In summary, the main feature of the present invention is that it can meet the requirements of increasing line width/line spacing of the circuit layer on the market. Furthermore, the annealing process of the present invention can provide a metal conductive layer with a reduced grain boundary. The pinhole-shaped voids, which do not have the conventional technology, can avoid the gaps being connected together and cause the subsequent circuit layer to break the circuit pattern, which is quite favorable for market competition.

Since the technology of the present invention is not found in published publications, periodicals, magazines, media, exhibition venues, and thus is novel, and can be implemented by breaking through the current technical bottlenecks, it is indeed progressive. In addition, the present invention can solve the problems of the conventional technology, improve the overall use efficiency, and can achieve the value of industrial utilization.
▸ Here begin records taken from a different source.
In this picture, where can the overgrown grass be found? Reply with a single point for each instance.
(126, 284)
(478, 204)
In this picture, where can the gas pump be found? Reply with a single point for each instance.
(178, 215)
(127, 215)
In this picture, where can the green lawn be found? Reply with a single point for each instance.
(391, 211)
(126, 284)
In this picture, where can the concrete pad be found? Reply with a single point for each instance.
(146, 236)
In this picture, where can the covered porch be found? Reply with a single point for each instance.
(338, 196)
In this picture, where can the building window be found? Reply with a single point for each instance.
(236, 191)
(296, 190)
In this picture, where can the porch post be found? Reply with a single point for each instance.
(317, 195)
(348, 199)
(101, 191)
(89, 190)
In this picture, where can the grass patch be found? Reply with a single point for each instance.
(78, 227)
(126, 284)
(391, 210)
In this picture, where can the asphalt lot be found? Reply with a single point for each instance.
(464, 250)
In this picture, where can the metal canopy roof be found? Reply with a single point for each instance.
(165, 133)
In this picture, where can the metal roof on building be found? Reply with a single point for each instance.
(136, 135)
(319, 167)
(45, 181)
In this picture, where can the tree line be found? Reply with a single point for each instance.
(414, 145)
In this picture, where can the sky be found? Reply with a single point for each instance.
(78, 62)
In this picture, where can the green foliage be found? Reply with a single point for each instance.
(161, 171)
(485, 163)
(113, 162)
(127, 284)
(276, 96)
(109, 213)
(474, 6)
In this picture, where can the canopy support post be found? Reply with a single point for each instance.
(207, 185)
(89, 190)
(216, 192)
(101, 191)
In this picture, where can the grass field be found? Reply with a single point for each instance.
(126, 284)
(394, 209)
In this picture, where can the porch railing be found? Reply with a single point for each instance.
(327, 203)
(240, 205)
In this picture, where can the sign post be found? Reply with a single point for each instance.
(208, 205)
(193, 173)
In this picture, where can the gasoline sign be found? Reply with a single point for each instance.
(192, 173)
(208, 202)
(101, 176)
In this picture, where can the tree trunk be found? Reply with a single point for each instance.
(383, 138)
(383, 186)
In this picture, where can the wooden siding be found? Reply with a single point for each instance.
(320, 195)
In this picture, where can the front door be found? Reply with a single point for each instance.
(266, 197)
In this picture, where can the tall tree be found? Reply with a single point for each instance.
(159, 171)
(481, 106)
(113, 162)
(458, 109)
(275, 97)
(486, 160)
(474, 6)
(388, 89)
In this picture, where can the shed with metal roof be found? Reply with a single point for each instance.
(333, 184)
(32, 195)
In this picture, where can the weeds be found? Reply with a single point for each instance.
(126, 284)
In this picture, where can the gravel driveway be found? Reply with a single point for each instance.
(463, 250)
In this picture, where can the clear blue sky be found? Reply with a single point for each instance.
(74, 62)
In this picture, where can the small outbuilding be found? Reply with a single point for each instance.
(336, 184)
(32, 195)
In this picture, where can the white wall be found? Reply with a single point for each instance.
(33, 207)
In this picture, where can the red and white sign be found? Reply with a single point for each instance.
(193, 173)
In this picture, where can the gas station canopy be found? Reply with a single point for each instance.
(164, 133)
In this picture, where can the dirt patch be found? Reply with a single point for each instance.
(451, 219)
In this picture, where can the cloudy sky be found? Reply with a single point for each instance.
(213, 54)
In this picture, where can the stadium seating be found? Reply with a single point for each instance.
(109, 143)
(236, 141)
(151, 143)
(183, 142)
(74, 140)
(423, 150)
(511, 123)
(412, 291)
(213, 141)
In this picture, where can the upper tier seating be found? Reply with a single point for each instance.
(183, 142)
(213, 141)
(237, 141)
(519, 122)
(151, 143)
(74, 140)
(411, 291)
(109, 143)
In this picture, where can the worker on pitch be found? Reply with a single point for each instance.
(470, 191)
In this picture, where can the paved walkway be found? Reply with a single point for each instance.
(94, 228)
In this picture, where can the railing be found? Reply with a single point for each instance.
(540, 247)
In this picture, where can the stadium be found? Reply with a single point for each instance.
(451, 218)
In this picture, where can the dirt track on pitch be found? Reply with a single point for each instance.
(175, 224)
The above is only a preferred embodiment for explaining the present invention, and is not intended to limit the present invention in any way, and any modifications or alterations to the present invention made in the spirit of the same invention. All should still be included in the scope of the intention of the present invention.

S10~S50‧‧‧Steps

Claims (8)

An annealing treatment comprising the steps of: preparing a plating solution, wherein the plating solution comprises at least a solvent, a metal ion and an additive; and using a plating solution, performing a plating treatment on a substrate to reduce the metal ions into a metal or alloy to form a metal conductive layer on the substrate; preparing a hot liquid having a heating temperature; contacting the metal conductive layer with the hot liquid to anneal the metal conductive layer; and having the metal conductive layer The substrate is subjected to a drying process, wherein the hot liquid comprises an inorganic solvent and/or an organic solvent. According to the annealing treatment of claim 1, wherein the metal ion of the plating solution is copper ion, and the additive is a copper plating additive. The annealing treatment according to claim 1 of the patent application, wherein the substrate comprises an epoxy resin, a polyphenylene ether resin (PPO), a polyimine (PI) or a polypropylene (PP). The annealing treatment according to the first aspect of the patent application, wherein the hot liquid is in a soaking manner such that the metal conductive layer of the substrate contacts the hot liquid. The annealing treatment according to the first aspect of the patent application, wherein the hot liquid is sprayed such that the metal conductive layer of the substrate contacts the hot liquid. The annealing treatment according to the first aspect of the patent application, wherein the hot liquid is heated at a temperature between 40 and 250 °C. According to the annealing treatment of claim 1, the circuit board contacts the hot liquid for a period of 10 seconds to 30 minutes. The annealing treatment according to the first aspect of the patent application, wherein the temperature of the drying treatment is between 80 and 150 °C.